Globalizing our curriculum is also an essential part of our efforts to make sure our students are internationally competent, and we are implementing a new general education requirement in global education as well as dedicating funds to curricular development for new courses.
While it is not our primary motivation, the economic impact of international students on our community and state is also a notable advantage. According to NAFSA, the Association of International Educators, international students bring about a quarter-billion dollars’ worth of economic impact to the state of Iowa—proportionally quite strong compared to many other states.
International students have a great impact once they graduate and leave our institution as well. Many do return to their home countries, or even other countries, for further education or employment, and they become wonderful ambassadors for our institution as well as intercultural understanding in general. International graduates bring the knowledge and discovery we create at Iowa out to the globe, and their example and goodwill in return encourage others to study with us or even partner with us in research or economic development.
One great example of synergistic possibilities at Iowa is our Hong Kong Executive MBA program. This program offers working students, mostly from Hong Kong and Singapore, the opportunity for a UI business education. Campus UI faculty travel to Hong Kong for short-term, intensive on-site sessions, and ongoing work occurs online. Executive training programs like this will only grow in the future. They are practical for an institution like Iowa in terms of enrollment growth and revenue, but more importantly they provide the kinds of diverse connections we need in a global economy. The education we provide in the immediate term is obviously valuable from programs such as the Hong Kong Executive MBA, but the returns in further educational, research, and economic exchange can lead us to new opportunities we had never even imagined.

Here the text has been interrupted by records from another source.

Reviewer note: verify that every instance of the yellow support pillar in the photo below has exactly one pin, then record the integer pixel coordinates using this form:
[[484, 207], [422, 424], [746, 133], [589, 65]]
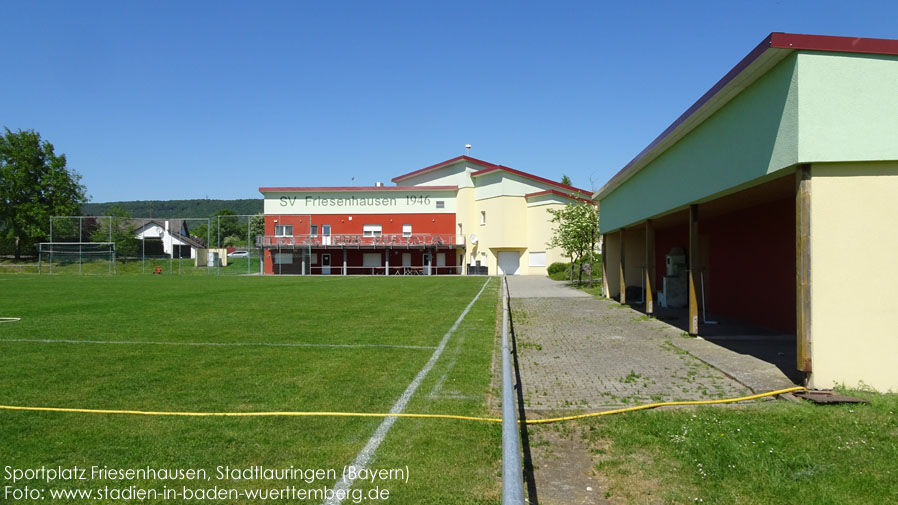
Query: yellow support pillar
[[693, 269], [622, 249], [803, 265]]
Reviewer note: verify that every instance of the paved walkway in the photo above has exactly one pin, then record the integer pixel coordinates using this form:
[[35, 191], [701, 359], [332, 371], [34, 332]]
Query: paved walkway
[[578, 353], [533, 286]]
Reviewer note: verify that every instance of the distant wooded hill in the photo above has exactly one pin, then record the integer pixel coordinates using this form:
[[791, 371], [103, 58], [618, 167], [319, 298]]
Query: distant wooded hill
[[176, 208]]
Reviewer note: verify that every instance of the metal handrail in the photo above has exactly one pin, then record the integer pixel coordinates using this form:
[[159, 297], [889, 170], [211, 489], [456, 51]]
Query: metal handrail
[[512, 473]]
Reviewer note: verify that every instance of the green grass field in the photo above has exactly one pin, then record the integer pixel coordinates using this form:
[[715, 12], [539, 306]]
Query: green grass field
[[387, 327]]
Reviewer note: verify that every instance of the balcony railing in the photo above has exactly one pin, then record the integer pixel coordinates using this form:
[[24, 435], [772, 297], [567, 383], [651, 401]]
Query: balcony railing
[[361, 240]]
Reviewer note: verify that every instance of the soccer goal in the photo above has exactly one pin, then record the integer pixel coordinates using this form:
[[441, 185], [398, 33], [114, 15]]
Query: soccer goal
[[83, 257]]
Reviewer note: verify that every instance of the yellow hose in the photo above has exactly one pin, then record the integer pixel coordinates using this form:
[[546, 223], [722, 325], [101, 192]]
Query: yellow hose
[[417, 416]]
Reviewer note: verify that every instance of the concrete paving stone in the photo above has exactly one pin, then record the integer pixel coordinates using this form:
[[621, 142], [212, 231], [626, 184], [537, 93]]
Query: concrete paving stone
[[588, 354]]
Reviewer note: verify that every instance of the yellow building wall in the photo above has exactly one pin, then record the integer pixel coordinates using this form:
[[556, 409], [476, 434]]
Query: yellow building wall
[[539, 233], [505, 229], [611, 259], [854, 273]]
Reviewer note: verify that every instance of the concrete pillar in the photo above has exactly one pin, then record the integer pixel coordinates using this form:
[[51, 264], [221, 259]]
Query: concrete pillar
[[606, 292], [622, 265], [649, 267], [803, 266], [693, 269]]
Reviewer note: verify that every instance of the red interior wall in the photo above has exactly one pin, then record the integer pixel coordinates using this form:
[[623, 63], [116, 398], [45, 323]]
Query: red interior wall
[[390, 223], [665, 240], [751, 276]]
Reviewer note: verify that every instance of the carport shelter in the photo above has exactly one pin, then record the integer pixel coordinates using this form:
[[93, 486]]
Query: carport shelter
[[780, 186]]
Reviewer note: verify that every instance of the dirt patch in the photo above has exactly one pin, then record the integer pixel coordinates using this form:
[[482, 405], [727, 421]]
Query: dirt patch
[[564, 472]]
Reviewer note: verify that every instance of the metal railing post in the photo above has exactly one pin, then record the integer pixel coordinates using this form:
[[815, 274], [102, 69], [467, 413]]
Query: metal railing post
[[512, 472]]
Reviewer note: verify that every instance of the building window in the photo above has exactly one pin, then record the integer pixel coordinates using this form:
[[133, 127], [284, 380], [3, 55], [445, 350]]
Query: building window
[[372, 260], [283, 258], [538, 259]]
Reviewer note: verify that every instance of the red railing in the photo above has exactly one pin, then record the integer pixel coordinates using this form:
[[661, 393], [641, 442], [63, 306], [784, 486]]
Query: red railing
[[354, 240]]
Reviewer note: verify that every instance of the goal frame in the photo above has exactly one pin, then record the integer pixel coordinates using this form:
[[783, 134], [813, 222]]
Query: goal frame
[[49, 247]]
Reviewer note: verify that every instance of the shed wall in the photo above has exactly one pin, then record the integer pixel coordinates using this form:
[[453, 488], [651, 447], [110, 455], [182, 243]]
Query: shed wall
[[853, 274]]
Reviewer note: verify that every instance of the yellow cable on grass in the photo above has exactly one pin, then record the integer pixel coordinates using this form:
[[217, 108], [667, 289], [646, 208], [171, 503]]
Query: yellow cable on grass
[[418, 416]]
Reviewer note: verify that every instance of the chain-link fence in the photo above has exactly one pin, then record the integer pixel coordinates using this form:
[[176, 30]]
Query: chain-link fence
[[222, 245]]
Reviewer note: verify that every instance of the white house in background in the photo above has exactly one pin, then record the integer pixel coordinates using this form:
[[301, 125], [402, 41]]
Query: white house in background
[[175, 237]]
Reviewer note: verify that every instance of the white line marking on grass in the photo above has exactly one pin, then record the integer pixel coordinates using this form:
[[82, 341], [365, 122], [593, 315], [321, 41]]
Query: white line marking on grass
[[213, 344], [364, 457]]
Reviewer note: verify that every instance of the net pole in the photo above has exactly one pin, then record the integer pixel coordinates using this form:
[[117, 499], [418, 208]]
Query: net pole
[[51, 249], [112, 266]]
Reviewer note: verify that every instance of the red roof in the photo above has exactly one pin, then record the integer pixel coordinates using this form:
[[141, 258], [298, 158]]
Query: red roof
[[559, 193], [777, 41], [441, 165], [529, 176], [359, 188]]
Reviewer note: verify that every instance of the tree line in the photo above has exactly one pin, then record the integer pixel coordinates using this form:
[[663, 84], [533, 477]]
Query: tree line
[[35, 185]]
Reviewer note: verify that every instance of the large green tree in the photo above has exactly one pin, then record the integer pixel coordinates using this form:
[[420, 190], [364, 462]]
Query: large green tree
[[34, 185], [576, 233]]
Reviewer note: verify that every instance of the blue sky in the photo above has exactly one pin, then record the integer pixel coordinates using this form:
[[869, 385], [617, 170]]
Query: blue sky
[[170, 100]]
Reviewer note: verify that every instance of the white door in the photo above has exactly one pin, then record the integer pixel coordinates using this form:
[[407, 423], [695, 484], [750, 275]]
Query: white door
[[509, 262]]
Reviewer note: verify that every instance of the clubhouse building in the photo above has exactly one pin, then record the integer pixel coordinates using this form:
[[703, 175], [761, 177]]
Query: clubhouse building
[[460, 216], [772, 201]]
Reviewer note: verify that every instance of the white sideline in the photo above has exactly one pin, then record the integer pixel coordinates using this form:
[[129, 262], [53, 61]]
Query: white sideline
[[216, 344], [367, 453]]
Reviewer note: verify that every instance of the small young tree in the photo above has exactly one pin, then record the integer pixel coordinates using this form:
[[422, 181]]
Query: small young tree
[[576, 233], [256, 228]]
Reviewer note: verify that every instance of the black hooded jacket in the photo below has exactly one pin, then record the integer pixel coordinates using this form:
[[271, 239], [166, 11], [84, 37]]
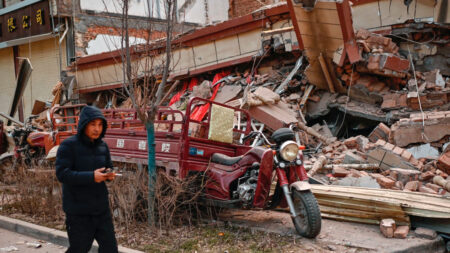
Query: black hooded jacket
[[76, 160]]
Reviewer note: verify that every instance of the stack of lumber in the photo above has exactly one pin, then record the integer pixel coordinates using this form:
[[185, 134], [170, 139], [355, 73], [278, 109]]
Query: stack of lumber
[[368, 205]]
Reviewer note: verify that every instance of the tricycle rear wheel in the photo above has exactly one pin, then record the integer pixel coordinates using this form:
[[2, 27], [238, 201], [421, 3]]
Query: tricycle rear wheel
[[308, 221]]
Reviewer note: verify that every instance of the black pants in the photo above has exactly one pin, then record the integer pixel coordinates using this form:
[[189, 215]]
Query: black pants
[[83, 229]]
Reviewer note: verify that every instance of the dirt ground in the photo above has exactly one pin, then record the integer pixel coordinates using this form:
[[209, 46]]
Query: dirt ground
[[19, 243], [209, 236]]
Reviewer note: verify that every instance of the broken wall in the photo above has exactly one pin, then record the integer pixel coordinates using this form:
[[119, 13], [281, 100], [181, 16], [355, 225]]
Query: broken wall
[[373, 14], [238, 8], [213, 47]]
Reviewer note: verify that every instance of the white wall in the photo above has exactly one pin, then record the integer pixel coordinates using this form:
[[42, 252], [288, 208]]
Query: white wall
[[106, 43], [195, 13]]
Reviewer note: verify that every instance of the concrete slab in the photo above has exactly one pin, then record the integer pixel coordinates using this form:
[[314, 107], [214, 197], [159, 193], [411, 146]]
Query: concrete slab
[[16, 242], [363, 236], [47, 234]]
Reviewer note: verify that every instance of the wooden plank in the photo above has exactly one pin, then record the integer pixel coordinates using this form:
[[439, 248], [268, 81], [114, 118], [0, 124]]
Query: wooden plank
[[324, 30], [316, 78], [354, 219], [368, 206], [362, 214], [320, 5], [414, 197], [329, 44], [325, 16], [415, 203]]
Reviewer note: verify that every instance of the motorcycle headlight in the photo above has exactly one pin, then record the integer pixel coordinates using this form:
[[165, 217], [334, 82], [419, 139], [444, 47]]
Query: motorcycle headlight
[[289, 151]]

Linkages and agreements with institutions abroad—which allow us both to go to the world and have the world come to us—are one piece in a strategy to expand the reach of the University of Iowa in several ways: They build on strengths in faculty research collaborations and curricular programs, they take advantage of emerging opportunities and connections, and they are cost-effective. The University of Iowa will not open a satellite campus in Rio or in Riyadh. But we will partner with other globally minded institutions to develop partnerships and programs that expand our reach; serve our students, faculty, and the state of Iowa; meet the needs of our partners abroad; and ultimately close the gaps in human understanding, making for a much better world for all.